Bamboo skewers wont work, they tend to bend and are to long


----------



## izbnso (May 12, 2007)

Did some Googling:

These are small and for lollis. However, they are coming from the UK, don't know what that will do to shipping
http://www.loynds.co.uk/Packaging/Sticks/wooden_candy_sticks.shtml

These are larger than I think you are looking for.
http://www.confectioneryhouse.com/product.php?productid=5037&cat=196&bestseller=Y

I called Candy Land Crafts (New Jersey based and I've used them before), but no luck there. The nice lady there said I was the second one to call today. So who else called? The hunt is on.


----------



## nicko (Oct 5, 2001)

Thanks everyone appreciate the input.


----------



## wheresthegrub (Oct 28, 2008)

LOL, just set up three little science projects two days ago, the theme; Rock crystals!:roll:

I filled three mason jars with sugar water and tried using string, but they are quite uncooperative in sinking without wieghts, so ther idea hit me to use bamboo skewers.

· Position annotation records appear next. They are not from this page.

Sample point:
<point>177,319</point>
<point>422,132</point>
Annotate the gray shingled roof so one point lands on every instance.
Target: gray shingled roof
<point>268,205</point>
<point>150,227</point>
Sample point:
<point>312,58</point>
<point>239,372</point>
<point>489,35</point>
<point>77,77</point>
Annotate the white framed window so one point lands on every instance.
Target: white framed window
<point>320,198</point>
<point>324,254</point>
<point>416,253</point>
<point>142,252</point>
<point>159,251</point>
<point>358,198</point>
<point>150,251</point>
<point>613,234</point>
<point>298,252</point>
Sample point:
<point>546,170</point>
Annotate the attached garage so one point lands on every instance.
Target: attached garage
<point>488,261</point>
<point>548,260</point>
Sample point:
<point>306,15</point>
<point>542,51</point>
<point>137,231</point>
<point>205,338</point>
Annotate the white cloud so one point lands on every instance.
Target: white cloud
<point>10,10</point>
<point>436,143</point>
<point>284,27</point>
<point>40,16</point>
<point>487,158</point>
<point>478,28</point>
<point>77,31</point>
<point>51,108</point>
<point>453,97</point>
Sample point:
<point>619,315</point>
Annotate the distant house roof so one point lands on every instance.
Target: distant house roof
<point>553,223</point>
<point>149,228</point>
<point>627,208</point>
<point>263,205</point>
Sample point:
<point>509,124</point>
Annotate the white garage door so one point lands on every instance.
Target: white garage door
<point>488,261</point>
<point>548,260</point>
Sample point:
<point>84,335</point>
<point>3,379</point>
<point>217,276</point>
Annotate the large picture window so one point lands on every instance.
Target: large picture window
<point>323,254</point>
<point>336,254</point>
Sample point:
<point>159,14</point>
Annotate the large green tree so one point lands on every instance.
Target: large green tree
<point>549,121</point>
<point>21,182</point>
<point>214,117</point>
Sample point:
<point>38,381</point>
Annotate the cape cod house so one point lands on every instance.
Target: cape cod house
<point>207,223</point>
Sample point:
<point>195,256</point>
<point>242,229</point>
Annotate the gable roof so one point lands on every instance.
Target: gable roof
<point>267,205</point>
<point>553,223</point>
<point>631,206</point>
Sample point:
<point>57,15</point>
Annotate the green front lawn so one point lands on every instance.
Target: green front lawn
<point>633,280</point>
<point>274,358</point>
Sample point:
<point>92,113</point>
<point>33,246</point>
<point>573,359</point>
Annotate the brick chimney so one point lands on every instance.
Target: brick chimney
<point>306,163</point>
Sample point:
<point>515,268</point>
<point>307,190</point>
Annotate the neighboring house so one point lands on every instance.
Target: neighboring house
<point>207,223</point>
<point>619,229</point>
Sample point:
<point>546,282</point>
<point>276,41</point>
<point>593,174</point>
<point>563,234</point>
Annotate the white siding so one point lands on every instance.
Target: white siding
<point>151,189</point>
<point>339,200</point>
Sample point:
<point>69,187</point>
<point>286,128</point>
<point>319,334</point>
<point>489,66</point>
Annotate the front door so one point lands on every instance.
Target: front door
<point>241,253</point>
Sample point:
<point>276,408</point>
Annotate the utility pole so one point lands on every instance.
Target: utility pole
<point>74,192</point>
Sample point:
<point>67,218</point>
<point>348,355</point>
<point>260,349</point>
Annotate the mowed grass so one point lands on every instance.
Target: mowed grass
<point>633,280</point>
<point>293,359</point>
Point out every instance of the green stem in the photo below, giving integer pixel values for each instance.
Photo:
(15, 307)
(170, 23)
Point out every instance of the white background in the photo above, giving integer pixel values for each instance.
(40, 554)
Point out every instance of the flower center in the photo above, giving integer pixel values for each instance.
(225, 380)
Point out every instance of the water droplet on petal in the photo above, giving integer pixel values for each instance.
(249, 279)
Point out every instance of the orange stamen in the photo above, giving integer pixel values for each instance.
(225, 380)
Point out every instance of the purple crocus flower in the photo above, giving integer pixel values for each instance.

In a week or so, i'll know if it works.:bounce:

Do you have a Michaels in your area? that would be the first place I would try, :look: Michaels - The Arts & Crafts Store:look:


----------



## goodchef (Apr 6, 2010)

Your local lumber yard. Make sure the wood IS NOT treated and in its natural state.

This especially goes for CEDAR when you are making Cedar salmon.


----------